Last month we asked if it might be the end of the road for team drivers. The consensus among fleets running teams was that they still serve an important and irreplaceable role in moving freight quickly over long distances. Sometimes, though, business rewards those who challenge common wisdom, or at least look at it from a new perspective.
The most attractive thing about team drivers is that they provide fleet managers with a simple solution for expedited freight. Put the freight in the trailer, the drivers in the cab, and send them on their way. That's the way it's always been done, so why change something that works well and seems so logical?
Well, for one, when was the last time you took a hard, honest look at the cost and productivity of a team operation? You have two drivers tied up moving a single load with a tractor carrying a larger sleeper that adds to both initial and ongoing operating costs. Once they make their delivery, they need to be dispatched with another expedited, longhaul load. Often the choice of freight is further limited by the need to move the team back to a specific location. And if the right expedited load isn't available, the team gets a regular one that doesn't generate the premium rate or sits until the right one is available.
Fleets that tried relays in the past weren't too pleased with the results. Drivers didn't like waiting for the swap or the lower paying short hauls; bad weather, traffic congestion or any other hiccup meant major disruption and missed delivery windows, and dispatch became a complex nightmare.
But just because something didn't work in the past doesn't mean you can continue to dismiss it because it's convenient or simpler to stay with the status quo. Tractor- and trailer-tracking systems, wireless data networks and optimization programs have all taken major strides in the past few years. Until you look at those improved technologies, how do you know that relays don't now have the potential to be more productive and lower-cost alternatives to teams? Someone is going to go revisit those technologies in search of a competitive advantage. Will it be you, or the competition?
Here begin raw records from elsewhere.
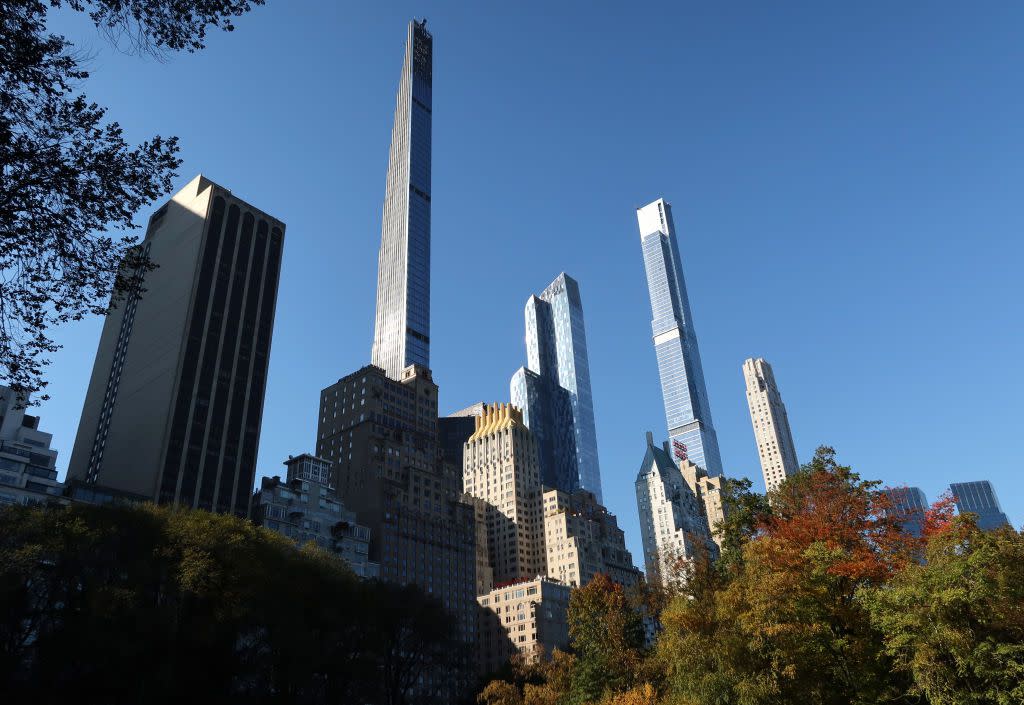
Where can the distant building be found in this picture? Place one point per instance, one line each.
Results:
(28, 464)
(401, 331)
(979, 498)
(529, 617)
(455, 429)
(501, 467)
(709, 492)
(686, 408)
(381, 434)
(554, 389)
(583, 538)
(673, 519)
(771, 424)
(175, 403)
(908, 504)
(305, 508)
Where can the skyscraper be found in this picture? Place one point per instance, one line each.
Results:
(401, 333)
(554, 391)
(771, 424)
(909, 506)
(673, 517)
(175, 402)
(686, 407)
(979, 498)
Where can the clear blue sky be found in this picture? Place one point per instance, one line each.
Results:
(846, 180)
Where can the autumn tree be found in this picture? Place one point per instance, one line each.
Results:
(69, 179)
(955, 621)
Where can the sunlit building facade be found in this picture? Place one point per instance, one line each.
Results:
(554, 389)
(686, 407)
(401, 332)
(979, 498)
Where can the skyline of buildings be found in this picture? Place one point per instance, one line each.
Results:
(554, 390)
(389, 454)
(687, 410)
(174, 406)
(771, 424)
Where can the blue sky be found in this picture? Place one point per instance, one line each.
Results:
(845, 178)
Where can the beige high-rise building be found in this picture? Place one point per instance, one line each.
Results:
(582, 539)
(500, 466)
(771, 425)
(709, 493)
(529, 617)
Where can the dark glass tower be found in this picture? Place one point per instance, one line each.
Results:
(686, 407)
(554, 392)
(175, 402)
(979, 498)
(401, 332)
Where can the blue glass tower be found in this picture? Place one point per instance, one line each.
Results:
(979, 498)
(401, 333)
(553, 389)
(686, 407)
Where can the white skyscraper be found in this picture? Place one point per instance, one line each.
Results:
(771, 425)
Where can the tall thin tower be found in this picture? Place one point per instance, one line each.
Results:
(401, 332)
(771, 424)
(686, 408)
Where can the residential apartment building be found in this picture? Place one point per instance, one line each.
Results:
(582, 539)
(979, 498)
(305, 508)
(529, 617)
(554, 389)
(175, 402)
(771, 423)
(500, 466)
(673, 519)
(28, 464)
(686, 407)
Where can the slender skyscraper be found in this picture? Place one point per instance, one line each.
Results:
(771, 425)
(553, 389)
(175, 402)
(686, 407)
(401, 333)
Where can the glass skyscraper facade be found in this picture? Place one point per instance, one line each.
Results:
(554, 392)
(686, 407)
(909, 505)
(979, 498)
(401, 332)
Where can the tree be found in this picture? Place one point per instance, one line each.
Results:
(784, 624)
(606, 635)
(68, 176)
(955, 622)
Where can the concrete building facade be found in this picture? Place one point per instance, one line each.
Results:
(771, 424)
(175, 402)
(28, 464)
(381, 434)
(500, 466)
(582, 539)
(528, 617)
(305, 508)
(673, 519)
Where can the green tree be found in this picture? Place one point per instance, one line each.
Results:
(606, 635)
(955, 622)
(68, 176)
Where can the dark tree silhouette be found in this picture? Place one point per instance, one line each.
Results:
(69, 180)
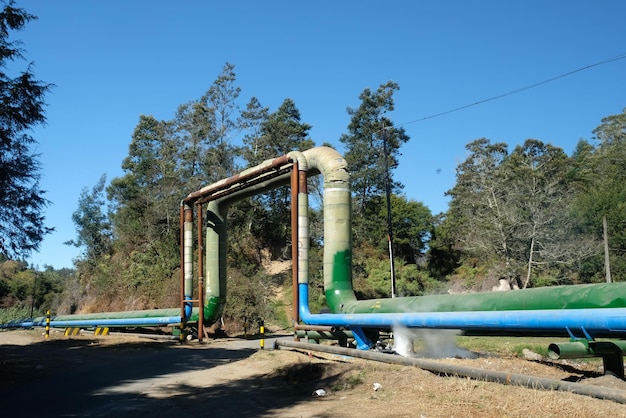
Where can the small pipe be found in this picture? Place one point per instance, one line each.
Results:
(305, 327)
(200, 274)
(295, 244)
(515, 379)
(577, 349)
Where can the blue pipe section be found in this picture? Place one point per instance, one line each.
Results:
(596, 322)
(88, 323)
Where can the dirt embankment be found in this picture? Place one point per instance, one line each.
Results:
(129, 376)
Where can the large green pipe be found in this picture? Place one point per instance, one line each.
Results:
(611, 295)
(266, 176)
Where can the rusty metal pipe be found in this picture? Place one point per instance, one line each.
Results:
(253, 173)
(294, 242)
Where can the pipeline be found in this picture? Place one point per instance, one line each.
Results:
(531, 382)
(597, 310)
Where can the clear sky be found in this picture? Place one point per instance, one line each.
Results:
(113, 60)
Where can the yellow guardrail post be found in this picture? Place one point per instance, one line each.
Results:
(47, 324)
(262, 331)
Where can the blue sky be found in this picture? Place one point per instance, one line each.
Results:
(112, 61)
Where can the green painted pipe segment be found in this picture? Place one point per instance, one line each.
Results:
(610, 295)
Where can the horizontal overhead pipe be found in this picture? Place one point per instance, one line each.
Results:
(507, 378)
(535, 311)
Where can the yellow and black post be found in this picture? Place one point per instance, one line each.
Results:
(262, 331)
(48, 324)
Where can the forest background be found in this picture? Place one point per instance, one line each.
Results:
(523, 217)
(532, 216)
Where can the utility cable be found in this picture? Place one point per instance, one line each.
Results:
(519, 90)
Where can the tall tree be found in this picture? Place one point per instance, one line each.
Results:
(22, 105)
(92, 223)
(478, 218)
(603, 194)
(251, 121)
(207, 127)
(282, 132)
(540, 190)
(145, 200)
(372, 150)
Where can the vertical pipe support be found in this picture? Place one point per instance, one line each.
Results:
(187, 262)
(181, 243)
(295, 243)
(48, 324)
(200, 275)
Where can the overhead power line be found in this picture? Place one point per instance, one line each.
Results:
(519, 90)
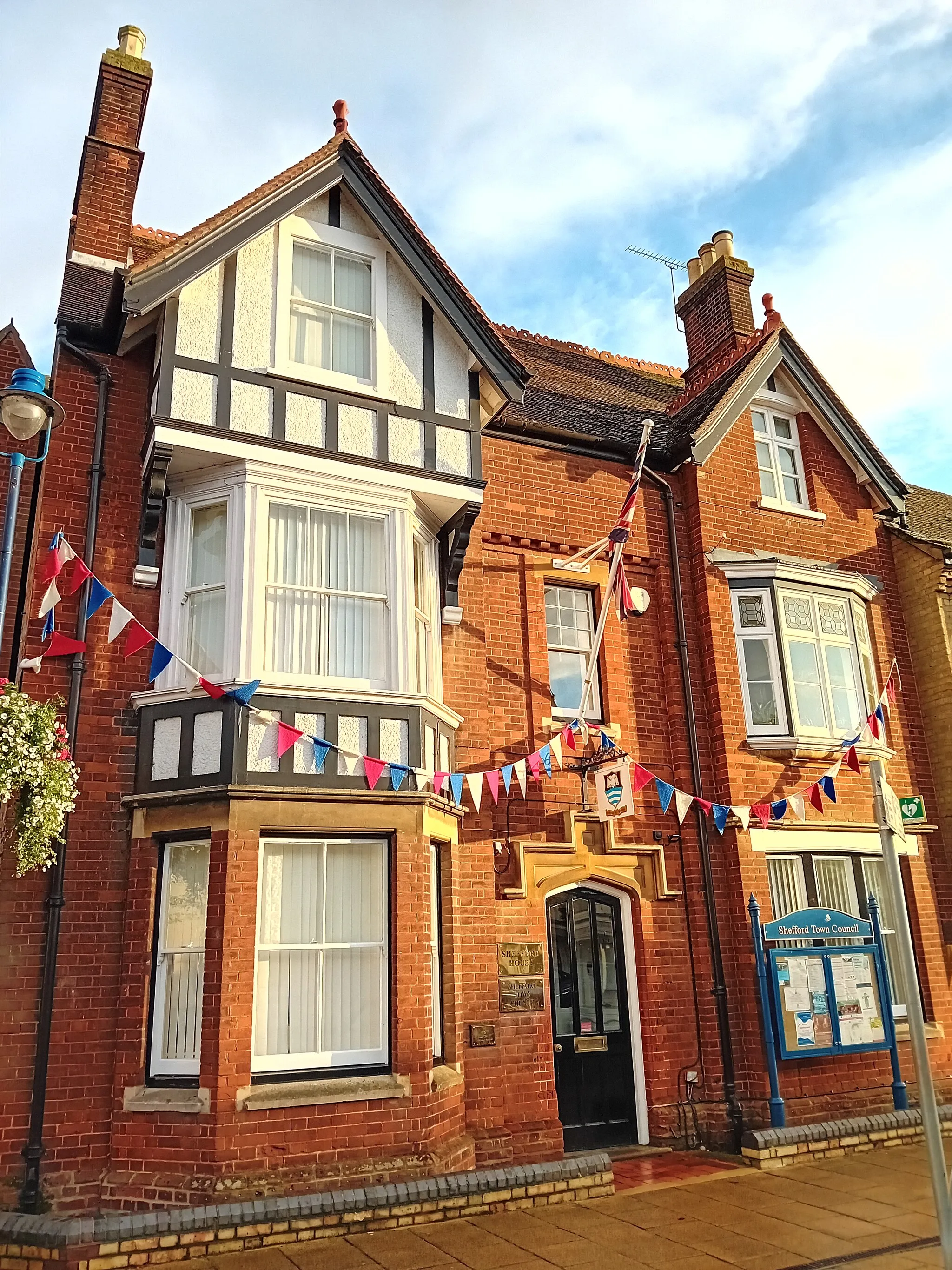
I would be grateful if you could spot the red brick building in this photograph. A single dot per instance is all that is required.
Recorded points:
(325, 469)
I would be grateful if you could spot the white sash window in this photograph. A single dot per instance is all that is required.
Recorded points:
(205, 590)
(179, 963)
(322, 981)
(327, 604)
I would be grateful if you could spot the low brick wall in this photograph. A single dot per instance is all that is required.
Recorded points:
(799, 1144)
(121, 1240)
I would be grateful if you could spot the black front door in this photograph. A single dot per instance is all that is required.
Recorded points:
(591, 1025)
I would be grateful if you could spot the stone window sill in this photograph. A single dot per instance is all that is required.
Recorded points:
(309, 1094)
(146, 1097)
(445, 1077)
(767, 505)
(813, 747)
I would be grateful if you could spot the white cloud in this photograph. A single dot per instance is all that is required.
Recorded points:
(866, 287)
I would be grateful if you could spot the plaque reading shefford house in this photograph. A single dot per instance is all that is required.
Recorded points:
(520, 959)
(520, 994)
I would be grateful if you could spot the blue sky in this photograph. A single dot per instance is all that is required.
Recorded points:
(535, 141)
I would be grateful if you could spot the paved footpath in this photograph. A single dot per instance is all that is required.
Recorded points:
(856, 1210)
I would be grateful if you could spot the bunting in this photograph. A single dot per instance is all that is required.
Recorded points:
(315, 750)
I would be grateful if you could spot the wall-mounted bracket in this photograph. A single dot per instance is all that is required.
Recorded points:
(146, 573)
(454, 541)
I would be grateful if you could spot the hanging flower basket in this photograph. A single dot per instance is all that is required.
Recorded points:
(37, 774)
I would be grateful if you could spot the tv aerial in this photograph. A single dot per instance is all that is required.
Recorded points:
(671, 265)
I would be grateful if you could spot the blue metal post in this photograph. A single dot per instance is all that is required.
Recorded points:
(13, 498)
(900, 1095)
(779, 1116)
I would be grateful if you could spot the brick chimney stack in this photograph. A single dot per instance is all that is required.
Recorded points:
(112, 162)
(716, 308)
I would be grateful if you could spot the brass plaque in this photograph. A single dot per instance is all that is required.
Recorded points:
(520, 959)
(518, 995)
(482, 1034)
(591, 1044)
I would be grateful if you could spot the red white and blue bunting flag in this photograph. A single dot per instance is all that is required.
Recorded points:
(575, 736)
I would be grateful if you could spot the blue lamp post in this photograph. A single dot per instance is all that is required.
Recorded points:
(25, 409)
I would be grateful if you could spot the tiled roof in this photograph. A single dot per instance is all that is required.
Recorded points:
(338, 143)
(11, 337)
(586, 394)
(930, 516)
(145, 242)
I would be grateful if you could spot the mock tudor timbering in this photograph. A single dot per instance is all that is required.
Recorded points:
(327, 470)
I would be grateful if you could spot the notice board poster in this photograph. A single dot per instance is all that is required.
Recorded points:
(856, 992)
(828, 1001)
(805, 1009)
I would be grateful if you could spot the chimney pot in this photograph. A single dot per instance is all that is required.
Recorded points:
(723, 244)
(132, 41)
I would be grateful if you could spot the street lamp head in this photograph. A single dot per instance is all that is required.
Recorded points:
(26, 408)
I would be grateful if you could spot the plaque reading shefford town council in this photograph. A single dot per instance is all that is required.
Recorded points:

Even if the productivity issue doesn't motivate you to at least think about the continued viability of teams, what about preparing for external forces that are out of your control? We all know that new hours-of-service rules will eventually make it through the regulatory process. All it would take to end team operations is a European-like rule barring rest time on a moving truck.
Then there's the question of expedited freight itself. The growing reliance on total supply chain management systems should, in theory, minimize unexpected inventory demands and the need for premium freight services to handle them.
However you come down on the question of teams, the real value in this exercise lies in questioning even the most proven and logical aspects of your operations. As unsettling as it may be, battling complacency is the only way to keep your business fresh and out in front of the competition.